Elections 2024 dans un contexte domestique et international sous haute tension
Le démocrate Joe Biden est devenu président en janvier 2021, après une transition tumultueuse, marquée par l’assaut du Capitole, le 6 janvier, par des partisans de son prédécesseur, le républicain Donald Trump. Sauf surprise majeur, les élections de novembre 2024 s’annoncent comme un nouveau duel entre les deux derniers présidents. En dépit des questions entourant son âge et son état de santé, Joe Biden demeure l’alternative la plus crédible côté Démocrate. Côté Républicains, Donald Trump aborde les primaires avec un confortable avantage dans les sondages. Les nombreuses procédures judiciaires à son encontre, notamment pour son rôle dans les évènements du 6 janvier 2021, ne devraient pas l’empêcher de se présenter, mais rythmeront la campagne. Les orientations politiques divergentes devraient alimenter l’incertitude dans une course présidentielle qui s’annonce serrée. Celles pour le contrôle de la Chambre des Représentant et du Sénat le seront également, et pourraient déboucher sur un Congrès divisé. Dans un contexte politique polarisé, les orientations politiques des candidats dessinent des perspectives divergentes en matière de politique domestique et extérieure.

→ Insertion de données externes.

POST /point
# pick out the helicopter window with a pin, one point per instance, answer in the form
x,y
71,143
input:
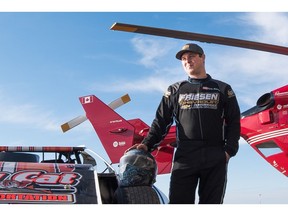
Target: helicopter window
x,y
266,101
269,148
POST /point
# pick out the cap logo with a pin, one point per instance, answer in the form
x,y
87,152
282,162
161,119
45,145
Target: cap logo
x,y
187,46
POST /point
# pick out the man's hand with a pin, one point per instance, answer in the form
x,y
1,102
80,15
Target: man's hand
x,y
227,157
139,146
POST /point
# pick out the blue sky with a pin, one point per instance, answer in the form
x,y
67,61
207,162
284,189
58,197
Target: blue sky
x,y
48,60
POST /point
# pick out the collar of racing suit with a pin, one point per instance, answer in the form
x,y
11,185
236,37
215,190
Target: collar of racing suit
x,y
199,81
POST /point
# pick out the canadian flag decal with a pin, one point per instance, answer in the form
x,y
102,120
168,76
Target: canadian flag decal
x,y
87,99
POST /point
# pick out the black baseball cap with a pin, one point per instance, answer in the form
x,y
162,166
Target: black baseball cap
x,y
189,48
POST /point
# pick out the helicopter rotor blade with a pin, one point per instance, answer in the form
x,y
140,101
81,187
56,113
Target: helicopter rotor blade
x,y
200,37
80,119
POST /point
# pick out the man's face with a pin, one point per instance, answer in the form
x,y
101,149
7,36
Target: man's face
x,y
193,64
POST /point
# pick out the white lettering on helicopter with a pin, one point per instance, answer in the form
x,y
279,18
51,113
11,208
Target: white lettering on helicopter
x,y
121,143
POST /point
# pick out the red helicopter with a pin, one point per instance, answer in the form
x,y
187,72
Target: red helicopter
x,y
264,126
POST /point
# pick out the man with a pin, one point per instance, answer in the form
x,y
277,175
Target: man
x,y
207,118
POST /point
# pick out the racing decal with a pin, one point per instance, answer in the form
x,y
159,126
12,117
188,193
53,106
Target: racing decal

Dans un environnement de compétition technologique accrue et alors que les tensions en mer de Chine restent fortes, la rivalité avec la Chine continue de dominer la politique étrangère américaine, et devrait rester une priorité quelque soit le résultat des élections de novembre. Parallèlement, la guerre en Ukraine a renforcé les efforts de l'administration Biden pour relancer la présence des États-Unis dans les institutions multilatérales et l’effort pour renouer avec les partenaires diplomatiques, sécuritaires et économiques, notamment en Europe, se distinguant de l’approche de son prédécesseur. Sous une administration Biden comme Trump, l'alliance de longue date avec Israël, en particulier dans le contexte de la guerre contre le Hamas, serait très probablement préservée.